Constructed mostly of limestone, the walls and vimaanam of this temple
are filled with great sculptures, and paintings. There are 58 small
shrines situated around the main shrine. Paintings of Fresco-style adorn
the inner walls of the shrines. It has an attractive panel depicting
Shiva and Parvathi in the midst of one of their innumerable dance
It is the only temple at Kanchipuram, which is devoid of any of the
recent additions of the Cholas and Vijayanagar rulers.

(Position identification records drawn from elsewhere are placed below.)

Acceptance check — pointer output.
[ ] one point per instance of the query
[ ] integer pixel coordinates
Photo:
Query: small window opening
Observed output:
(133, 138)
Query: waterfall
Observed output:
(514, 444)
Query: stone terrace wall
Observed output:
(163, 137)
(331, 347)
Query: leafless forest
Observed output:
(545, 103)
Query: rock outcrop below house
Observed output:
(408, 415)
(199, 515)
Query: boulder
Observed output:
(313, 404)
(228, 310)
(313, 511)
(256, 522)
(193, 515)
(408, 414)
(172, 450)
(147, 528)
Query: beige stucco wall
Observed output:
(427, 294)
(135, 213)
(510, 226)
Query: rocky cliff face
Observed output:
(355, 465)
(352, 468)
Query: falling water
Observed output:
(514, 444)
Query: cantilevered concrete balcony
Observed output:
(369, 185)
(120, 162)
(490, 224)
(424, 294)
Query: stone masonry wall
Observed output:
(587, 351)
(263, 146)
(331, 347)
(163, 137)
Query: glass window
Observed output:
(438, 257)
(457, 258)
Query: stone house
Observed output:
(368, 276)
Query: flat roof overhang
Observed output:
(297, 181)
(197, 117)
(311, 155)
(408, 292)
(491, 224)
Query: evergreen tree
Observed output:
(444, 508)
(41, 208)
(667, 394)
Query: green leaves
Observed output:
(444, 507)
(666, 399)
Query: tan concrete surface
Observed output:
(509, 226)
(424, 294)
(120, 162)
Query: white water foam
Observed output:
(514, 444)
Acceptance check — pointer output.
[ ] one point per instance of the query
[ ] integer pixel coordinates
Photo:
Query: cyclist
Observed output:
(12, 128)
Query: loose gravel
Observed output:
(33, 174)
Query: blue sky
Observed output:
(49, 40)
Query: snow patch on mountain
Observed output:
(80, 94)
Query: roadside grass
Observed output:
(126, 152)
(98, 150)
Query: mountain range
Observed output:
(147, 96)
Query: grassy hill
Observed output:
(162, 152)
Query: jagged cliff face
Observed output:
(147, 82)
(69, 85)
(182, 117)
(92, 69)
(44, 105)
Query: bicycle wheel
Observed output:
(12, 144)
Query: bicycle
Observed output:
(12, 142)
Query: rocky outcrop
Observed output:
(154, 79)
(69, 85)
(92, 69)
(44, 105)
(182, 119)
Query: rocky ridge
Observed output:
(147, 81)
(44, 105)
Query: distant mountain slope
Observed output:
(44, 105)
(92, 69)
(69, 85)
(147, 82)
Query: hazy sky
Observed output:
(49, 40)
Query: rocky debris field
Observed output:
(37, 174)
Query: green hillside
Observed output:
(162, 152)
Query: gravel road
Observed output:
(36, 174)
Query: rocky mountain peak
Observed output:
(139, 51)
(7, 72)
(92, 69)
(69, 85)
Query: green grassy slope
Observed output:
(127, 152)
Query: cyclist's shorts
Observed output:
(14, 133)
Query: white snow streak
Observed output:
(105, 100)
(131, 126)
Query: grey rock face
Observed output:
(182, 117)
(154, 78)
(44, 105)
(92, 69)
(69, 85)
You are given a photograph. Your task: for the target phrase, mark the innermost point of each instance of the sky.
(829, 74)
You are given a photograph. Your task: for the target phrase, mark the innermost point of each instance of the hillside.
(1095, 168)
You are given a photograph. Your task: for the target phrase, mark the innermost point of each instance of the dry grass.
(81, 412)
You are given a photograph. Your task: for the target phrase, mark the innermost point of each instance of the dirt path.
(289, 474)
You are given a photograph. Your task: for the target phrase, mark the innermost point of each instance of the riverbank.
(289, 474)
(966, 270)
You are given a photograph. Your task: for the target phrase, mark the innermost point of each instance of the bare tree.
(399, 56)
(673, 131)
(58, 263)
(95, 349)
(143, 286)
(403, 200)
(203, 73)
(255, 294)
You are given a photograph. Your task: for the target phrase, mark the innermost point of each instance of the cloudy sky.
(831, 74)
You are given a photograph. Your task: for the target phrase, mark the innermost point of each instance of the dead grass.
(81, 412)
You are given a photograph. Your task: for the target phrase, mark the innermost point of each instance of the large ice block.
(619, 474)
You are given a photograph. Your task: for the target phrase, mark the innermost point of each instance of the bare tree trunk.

It is believed
that the temple also served as the king's shelter during wars and the
remains of an escape tunnel in the temple's precincts attests to that
On the auspicious day of Maha-Sivaraathri, thousands of ardent devotees
converge to the temple. The temple is far removed from the city and thus
quite peaceful. Under the maintenance of the Department of Archeology,
Government of India, tourists are allowed to freely photograph the
sculptures in and outside the temple, with the exception of the Sanctum
and the main Deity.
How to Reach
Chennai (75 km) is the nearest airport from Kanchipuram.
Trains for Kanchipuram are available from Chennai, Chengalpattu,
Tirupati, and Bangalore.
Kanchipuram is well connected by a good network of roads.